Mardi 10 novembre, le bureau de la Médiatrice européenne a annoncé qu’il allait ouvrir une enquête sur les possibles insuffisances de l’action de la Commission européenne pour vérifier si les autorités croates avaient respecté les droits fondamentaux lors d’opérations frontalières contre des migrant·e·s et des réfugié·e·s qui ont été financées par l’Union européenne. En réaction à cette décision, la directrice du Bureau d’Amnesty International auprès des institutions européennes, Eve Geddie, a déclaré :
« Au fil des années, Amnesty International et d’autres organisations ont relevé de nombreuses violations, notamment des coups et des actes de torture infligés à des personnes migrantes et demandeuses d’asile par des policiers croates, dont les salaires ont été payés par des fonds européens.

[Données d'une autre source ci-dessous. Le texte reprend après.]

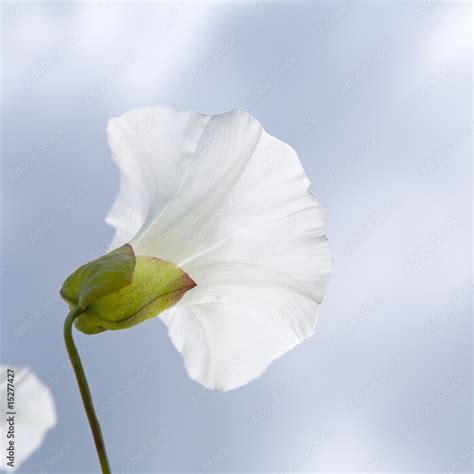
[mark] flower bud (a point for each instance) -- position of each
(120, 290)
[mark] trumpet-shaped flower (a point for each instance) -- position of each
(28, 412)
(227, 203)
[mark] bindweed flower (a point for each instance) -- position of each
(217, 234)
(28, 412)
(240, 241)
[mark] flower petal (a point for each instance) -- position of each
(240, 221)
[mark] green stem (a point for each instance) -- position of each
(84, 389)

L’annonce d’une enquête de la Médiatrice européenne sur le maintien de ce financement par la Commission européenne sans vérification du respect des droits humains dans le cadre de son utilisation est une première étape importante vers la prise en compte de ces violations flagrantes et l’établissement des responsabilités.

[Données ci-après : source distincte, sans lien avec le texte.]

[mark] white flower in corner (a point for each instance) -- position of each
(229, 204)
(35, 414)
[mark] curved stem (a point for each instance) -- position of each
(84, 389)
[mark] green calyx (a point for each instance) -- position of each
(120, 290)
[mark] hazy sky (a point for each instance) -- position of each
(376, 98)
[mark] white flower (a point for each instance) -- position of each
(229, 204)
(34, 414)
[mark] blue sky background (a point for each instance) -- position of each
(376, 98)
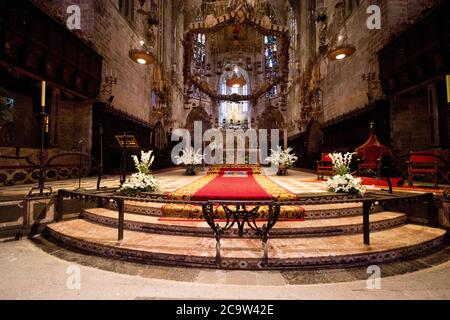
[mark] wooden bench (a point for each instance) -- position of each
(325, 166)
(424, 163)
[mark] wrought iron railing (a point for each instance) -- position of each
(244, 214)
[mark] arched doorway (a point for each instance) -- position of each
(270, 119)
(159, 139)
(198, 114)
(313, 139)
(234, 113)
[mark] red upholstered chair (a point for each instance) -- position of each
(371, 153)
(423, 163)
(325, 166)
(370, 159)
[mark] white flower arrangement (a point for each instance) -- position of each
(190, 157)
(282, 157)
(143, 180)
(343, 181)
(341, 163)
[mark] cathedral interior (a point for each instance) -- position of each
(87, 85)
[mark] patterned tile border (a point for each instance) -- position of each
(116, 252)
(177, 229)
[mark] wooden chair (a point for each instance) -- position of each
(369, 159)
(423, 163)
(325, 166)
(371, 153)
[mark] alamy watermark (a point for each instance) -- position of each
(73, 22)
(374, 280)
(227, 146)
(73, 281)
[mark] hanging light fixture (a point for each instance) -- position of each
(343, 48)
(236, 80)
(142, 55)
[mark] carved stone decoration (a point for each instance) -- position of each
(240, 17)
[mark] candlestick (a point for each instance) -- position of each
(43, 87)
(448, 88)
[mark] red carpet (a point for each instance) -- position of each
(232, 188)
(368, 181)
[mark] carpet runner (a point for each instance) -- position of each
(231, 183)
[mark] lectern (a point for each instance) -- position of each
(126, 142)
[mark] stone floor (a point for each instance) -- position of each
(38, 269)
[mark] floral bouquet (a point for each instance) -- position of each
(343, 181)
(283, 159)
(143, 180)
(190, 159)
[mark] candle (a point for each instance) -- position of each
(43, 86)
(448, 88)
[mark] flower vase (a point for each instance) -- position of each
(190, 171)
(282, 170)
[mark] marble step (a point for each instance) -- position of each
(244, 253)
(319, 211)
(283, 228)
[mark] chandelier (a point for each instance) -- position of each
(142, 55)
(236, 80)
(343, 49)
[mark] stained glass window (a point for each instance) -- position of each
(199, 50)
(293, 28)
(271, 62)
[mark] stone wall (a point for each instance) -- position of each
(113, 37)
(410, 124)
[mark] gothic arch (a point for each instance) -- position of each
(159, 139)
(313, 139)
(198, 114)
(271, 119)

« En continuant de financer des opérations frontalières et en donnant son feu vert à l’entrée de la Croatie dans l’espace Schengen, la Commission a renoncé à sa responsabilité de surveiller la manière dont les aides européennes sont utilisées et envoyé un dangereux signal laissant penser que des violations flagrantes des droits humains peuvent se poursuivre sans qu’aucun compte ne soit rendu. »
Dans sa plainte déposée en septembre 2020, qui a déclenché l’enquête, Amnesty International a souligné que la Commission avait ignoré les informations faisant état de violations persistantes. L’organisation a également révélé que la Commission n’avait pas créé de mécanisme de suivi indépendant chargé de vérifier que les mesures de surveillance des frontières prises par les autorités croates, en grande partie financées par les aides d’urgence de l’UE, respectaient les droits fondamentaux.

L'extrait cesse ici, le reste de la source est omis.